Sunday, March 20, 2011 | 2 a.m.
Sharron Angle’s failure to defeat Senate Majority Leader Harry Reid blemished her political future among many Republicans.
But what doesn’t kill you makes you stronger.
And if Angle learned any lessons in the high profile 2010 Senate race, she’ll be coming into the 2nd Congressional District race all the more formidable.
“Clearly she must have learned something from that Senate race, and I think she is going to be a stronger candidate because of it,” said conservative operative Chuck Muth, who has not supported Angle in the past.
Internal polling shows many Republicans blame her for letting the Republican Party’s top target escape — a lingering attitude that could weaken her in an expected GOP primary for the seat being vacated by U.S. Rep. Dean Heller, R-Nev., next year.
But what a difference an election can make.
Her sudden jump into national politics, after running a series of much smaller campaigns, nonetheless played out from her kitchen table with a small staff of close-knit, longtime advisers. And the growing pains in Angle’s Senate campaign were evident almost immediately after she won the primary, with rifts opening between her Nevada loyalists and Washington talent sent in from the national party.
The best indication that her experience has made her a more strategic thinker? Her decision on which race to enter.
Instead of battling Heller for U.S. Senate, she is content to succeed him in Nevada’s safest Republican district, where she is a known commodity and retains a devoted base of support.
The Las Vegas Review-Journal reported Angle won’t be keeping her campaign manager, Terry Campbell, a little-known Angle loyalist who was widely panned after her loss as a poor decision maker and adviser.
Angle also comes with a potentially powerful fundraising list. She raised more than $20 million, an astounding figure for a little-known candidate.

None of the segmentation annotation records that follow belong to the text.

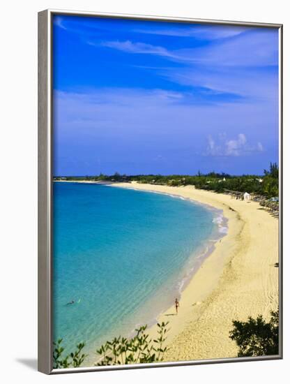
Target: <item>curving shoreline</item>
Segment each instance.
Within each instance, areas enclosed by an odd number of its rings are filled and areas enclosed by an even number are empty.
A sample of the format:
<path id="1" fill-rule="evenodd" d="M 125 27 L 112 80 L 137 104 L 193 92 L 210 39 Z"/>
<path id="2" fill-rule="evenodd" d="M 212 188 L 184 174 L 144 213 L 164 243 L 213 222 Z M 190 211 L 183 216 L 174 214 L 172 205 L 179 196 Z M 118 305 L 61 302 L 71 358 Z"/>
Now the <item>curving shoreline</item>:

To the extent that list is full of conservative purists who want to see the fiscal and social conservative agenda pushed in Congress, Angle could tap it in 2012. But it’s not 2010 anymore, when she was running against the second-most-powerful Democrat in the country, and the media was hyping Tea Party candidates such as Angle.
“The bigger question is will she be able to raise the same kind of money,” Republican strategist Greg Ferraro said. “I would tend to doubt it. A lot of that money came because she was running against Harry Reid.”

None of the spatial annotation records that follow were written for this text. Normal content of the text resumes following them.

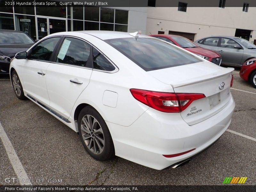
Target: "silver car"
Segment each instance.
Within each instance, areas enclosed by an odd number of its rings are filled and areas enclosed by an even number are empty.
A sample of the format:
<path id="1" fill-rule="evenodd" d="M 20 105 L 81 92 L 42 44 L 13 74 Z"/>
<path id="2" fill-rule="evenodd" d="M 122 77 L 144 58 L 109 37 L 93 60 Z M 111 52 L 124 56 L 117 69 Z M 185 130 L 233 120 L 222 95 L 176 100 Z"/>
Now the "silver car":
<path id="1" fill-rule="evenodd" d="M 195 41 L 199 46 L 218 52 L 221 65 L 241 67 L 246 60 L 256 57 L 256 45 L 236 37 L 212 36 Z"/>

Angle could have difficulty raising money for a primary campaign. Lt. Gov. Brian Krolicki, Nevada Republican Party Chairman Mark Amodei and state Sen. Greg Brower are all considering a run.
The other factor not playing in her favor is the lack of national attention on the race.

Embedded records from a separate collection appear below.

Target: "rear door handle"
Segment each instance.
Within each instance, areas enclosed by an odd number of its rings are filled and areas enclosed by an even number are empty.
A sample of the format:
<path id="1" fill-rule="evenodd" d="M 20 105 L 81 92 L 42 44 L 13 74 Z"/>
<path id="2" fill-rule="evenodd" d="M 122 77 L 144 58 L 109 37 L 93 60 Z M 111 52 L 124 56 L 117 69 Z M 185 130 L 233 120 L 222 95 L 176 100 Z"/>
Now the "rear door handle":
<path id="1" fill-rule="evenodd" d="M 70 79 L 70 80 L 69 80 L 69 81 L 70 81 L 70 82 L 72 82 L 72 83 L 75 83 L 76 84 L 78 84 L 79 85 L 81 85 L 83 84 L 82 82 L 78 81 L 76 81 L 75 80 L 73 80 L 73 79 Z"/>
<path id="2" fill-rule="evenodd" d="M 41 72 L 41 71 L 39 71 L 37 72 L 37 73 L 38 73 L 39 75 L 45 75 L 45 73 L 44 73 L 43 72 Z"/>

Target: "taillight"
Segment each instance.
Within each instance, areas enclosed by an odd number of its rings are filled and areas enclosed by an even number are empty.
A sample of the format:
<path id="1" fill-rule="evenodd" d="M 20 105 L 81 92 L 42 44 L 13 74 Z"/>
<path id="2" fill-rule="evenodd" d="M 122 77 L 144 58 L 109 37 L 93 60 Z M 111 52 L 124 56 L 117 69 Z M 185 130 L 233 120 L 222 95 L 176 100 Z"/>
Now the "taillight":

Challenging Reid in 2010 provided her exposure and money. Even in defeat, she maintained some momentum by traveling to early presidential primary states for the opening of the Christian film the “Genesis Code.”
But other than the splash her decision made in the national press last week, few expect her run in a Republican congressional district to generate any sustained interest.
“She won’t get anywhere near the publicity unless she does some really outrageous stuff,” said Jonathan Krasno, a political science professor at Binghamton University in New York. “Which is not out of the question.”
But this time, one might expect that she’ll also be smarter.